I’m not sure what the solution is here. Should Obama supporters pretend that he is not a black man, that he didn’t have a Kenyan father, that he doesn’t represent a change of identity with our past? It’s certainly true that the positive of Obama’s background have a negative spin as well, but pretending there’s no “there” there is absurd. People who come to irrational conclusions about Obama’s religion are simply demonstrating their dislike of his personal identity and the implications of his Presidency through a form of cognitive dissonance. If the cognitive dissonance comes to an end, it doesn’t mean they are going to suddenly like Obama. They are just going to outright dislike him, without feeling some need to invent reasons for it. If Obama didn’t represent a change in this respect, there would be no controversy about whether people like this change or not. But there is, because he does represent, at least in symbolic form, a change from our past, both in identity and character. This simply can’t be denied, and you can’t blame Obama’s supporters for not properly hiding these matters in the closet.
I have to agree with Corey and rayrick. Perhaps the progressive-side pushing of Obama’s “worldliness” is having some kind of penumbra effect, but all the GOP/conservative types I know are far more likely to cite right-wing BS memes about Obama = Muslim. I haven’t heard one talk about how Dems say it’s great his dad was a Muslim or that he lived overseas or anything like that. All that’s anecdotal, I admit, but as far as I can ell, any “problem” with Obama’s background is being generated and pushed exclusively on the right.
These rumors are rooted in an important reality: he has a foreign-sounding name and purposely changed it to that (from Barry) after carousing with all kinds of freaks, Pakistanis, and Muslims in college. He’s alienated, and we all sense it. It’s represented not least by his church, his associations with Bill Ayers, and his stupid last name. If he were not so alienated, and his name were Barry, then he’d not be in so much trouble. The prejudice against foreigners running our country is a healthy one, even if in this sense the folk wisdom is based on various demonstrable falsehoods. It’s little different than the Black Helicopters mythology of the 90s; it’s rooted in a fear of the Other, which is something conservatives should view with delight.

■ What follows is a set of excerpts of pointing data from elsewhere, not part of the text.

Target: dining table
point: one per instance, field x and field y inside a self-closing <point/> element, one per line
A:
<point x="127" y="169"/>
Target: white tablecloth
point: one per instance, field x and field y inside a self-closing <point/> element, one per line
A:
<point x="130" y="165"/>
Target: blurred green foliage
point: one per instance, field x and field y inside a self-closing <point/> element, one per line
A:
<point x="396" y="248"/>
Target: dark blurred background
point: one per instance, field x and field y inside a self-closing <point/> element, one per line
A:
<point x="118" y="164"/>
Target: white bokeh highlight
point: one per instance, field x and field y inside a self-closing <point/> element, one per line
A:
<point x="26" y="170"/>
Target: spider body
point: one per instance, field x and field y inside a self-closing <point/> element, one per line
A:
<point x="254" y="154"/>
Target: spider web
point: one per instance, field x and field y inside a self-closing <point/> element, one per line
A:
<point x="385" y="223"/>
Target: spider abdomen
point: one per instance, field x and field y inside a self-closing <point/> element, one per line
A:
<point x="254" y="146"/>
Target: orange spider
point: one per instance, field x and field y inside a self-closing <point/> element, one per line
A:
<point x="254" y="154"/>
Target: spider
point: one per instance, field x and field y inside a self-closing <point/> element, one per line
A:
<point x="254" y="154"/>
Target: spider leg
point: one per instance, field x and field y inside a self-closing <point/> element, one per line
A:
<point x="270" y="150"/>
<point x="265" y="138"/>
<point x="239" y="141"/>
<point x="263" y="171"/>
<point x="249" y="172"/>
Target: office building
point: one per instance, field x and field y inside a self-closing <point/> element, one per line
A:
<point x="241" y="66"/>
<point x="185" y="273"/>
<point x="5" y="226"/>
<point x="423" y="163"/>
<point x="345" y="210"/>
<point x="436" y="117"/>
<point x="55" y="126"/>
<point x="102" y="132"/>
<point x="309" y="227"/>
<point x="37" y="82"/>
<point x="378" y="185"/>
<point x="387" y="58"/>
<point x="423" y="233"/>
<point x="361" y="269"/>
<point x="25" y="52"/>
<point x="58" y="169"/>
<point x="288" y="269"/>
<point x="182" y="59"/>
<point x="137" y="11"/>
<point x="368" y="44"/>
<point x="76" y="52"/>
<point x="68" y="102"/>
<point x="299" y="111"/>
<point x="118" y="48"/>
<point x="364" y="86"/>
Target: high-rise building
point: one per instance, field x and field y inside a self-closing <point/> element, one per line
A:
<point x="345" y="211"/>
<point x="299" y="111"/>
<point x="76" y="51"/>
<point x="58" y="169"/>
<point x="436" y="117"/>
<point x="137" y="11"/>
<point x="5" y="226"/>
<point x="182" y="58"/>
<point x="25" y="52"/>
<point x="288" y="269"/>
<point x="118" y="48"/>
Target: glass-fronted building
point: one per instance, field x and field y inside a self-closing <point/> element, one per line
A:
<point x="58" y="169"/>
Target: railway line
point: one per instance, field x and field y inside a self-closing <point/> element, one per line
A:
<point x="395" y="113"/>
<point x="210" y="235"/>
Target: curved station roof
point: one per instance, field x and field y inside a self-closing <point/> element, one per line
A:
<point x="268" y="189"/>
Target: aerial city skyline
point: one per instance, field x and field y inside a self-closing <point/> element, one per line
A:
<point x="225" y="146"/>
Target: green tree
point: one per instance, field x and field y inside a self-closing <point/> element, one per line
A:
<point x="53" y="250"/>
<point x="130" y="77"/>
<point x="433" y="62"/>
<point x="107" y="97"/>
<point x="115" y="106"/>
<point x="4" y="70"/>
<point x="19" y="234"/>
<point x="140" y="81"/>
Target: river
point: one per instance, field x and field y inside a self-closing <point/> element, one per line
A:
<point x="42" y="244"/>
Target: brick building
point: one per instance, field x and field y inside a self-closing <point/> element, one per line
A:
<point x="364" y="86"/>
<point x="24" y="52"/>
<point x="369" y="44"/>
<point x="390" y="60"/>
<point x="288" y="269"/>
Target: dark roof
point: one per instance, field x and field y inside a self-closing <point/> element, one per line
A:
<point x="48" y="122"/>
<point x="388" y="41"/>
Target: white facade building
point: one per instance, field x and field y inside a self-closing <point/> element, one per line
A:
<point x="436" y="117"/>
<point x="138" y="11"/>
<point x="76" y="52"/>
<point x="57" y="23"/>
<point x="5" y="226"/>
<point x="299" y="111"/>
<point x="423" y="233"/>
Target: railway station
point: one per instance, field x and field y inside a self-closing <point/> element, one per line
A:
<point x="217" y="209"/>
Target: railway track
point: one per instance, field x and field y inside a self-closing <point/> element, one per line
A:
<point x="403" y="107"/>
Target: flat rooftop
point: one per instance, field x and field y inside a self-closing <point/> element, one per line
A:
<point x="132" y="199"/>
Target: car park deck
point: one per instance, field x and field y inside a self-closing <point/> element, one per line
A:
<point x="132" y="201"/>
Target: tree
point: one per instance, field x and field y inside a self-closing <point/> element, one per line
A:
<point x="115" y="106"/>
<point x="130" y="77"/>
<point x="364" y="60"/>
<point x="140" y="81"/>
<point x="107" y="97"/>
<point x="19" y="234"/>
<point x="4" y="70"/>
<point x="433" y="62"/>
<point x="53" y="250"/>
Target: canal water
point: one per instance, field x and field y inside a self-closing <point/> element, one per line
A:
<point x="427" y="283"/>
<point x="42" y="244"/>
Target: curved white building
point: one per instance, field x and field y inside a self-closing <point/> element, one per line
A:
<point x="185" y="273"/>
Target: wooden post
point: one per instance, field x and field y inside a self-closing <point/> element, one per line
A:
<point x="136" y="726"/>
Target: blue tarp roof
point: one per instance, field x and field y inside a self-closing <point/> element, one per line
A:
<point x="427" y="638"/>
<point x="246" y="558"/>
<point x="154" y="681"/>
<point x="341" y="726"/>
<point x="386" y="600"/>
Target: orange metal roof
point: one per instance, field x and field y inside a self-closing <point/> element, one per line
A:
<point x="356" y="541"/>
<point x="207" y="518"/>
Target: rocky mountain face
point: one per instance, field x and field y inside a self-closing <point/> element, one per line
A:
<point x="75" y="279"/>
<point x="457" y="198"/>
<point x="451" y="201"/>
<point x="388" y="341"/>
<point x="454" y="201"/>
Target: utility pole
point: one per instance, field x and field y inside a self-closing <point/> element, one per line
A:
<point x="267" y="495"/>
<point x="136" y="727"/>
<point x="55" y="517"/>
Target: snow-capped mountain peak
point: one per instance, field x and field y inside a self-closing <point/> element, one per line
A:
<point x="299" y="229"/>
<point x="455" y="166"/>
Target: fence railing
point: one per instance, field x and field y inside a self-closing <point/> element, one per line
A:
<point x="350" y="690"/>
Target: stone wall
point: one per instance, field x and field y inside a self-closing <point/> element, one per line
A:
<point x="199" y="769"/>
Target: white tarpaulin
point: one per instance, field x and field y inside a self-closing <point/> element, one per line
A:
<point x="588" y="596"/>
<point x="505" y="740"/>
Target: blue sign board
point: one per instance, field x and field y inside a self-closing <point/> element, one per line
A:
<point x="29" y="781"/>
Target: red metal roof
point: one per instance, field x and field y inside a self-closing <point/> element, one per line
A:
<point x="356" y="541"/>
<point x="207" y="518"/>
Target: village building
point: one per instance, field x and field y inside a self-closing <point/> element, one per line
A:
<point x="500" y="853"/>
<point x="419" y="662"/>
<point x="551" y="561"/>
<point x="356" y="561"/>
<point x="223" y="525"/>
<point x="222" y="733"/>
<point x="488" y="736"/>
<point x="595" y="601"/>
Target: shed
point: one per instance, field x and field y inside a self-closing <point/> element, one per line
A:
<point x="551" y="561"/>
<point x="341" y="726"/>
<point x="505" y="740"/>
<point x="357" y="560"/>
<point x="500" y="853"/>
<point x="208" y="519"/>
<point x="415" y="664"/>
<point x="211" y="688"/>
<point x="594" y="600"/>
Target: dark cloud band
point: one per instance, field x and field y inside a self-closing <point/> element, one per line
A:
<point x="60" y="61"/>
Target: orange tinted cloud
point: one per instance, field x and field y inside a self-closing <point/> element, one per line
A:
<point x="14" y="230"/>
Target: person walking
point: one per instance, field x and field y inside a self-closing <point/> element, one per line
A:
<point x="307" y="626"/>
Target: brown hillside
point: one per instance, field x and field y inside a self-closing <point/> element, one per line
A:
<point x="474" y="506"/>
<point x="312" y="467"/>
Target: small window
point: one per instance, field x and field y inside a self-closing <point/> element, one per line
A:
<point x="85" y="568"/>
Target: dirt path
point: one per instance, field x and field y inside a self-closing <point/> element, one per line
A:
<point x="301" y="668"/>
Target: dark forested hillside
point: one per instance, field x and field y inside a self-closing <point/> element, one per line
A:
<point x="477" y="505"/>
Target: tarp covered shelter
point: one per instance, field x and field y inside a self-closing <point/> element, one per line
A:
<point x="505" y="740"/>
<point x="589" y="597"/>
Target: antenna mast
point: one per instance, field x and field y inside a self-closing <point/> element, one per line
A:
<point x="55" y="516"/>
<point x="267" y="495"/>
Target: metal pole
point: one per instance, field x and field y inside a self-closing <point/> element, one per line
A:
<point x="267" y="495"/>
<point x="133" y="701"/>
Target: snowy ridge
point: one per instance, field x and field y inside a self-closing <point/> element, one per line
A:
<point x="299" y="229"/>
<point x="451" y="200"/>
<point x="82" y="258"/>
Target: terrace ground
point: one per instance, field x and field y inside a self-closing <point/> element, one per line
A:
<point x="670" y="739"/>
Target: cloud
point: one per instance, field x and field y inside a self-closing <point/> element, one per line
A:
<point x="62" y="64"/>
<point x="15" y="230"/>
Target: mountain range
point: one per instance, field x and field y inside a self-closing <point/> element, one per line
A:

Let me see if I understand your theory here. You are suggesting that there is a large group of people (large enough to be electorally significant) who (1) read Kristof’s column often enough to have been exposed to columns about Obama’s otherness and (2) are so ignorant that they believe Obama is a muslim while (3) being unlikely to believe that Obama is a muslim in the absence of such columns. Is that right? Do you have any evidence to support this theory? Or is this just a pretty story that sounds good?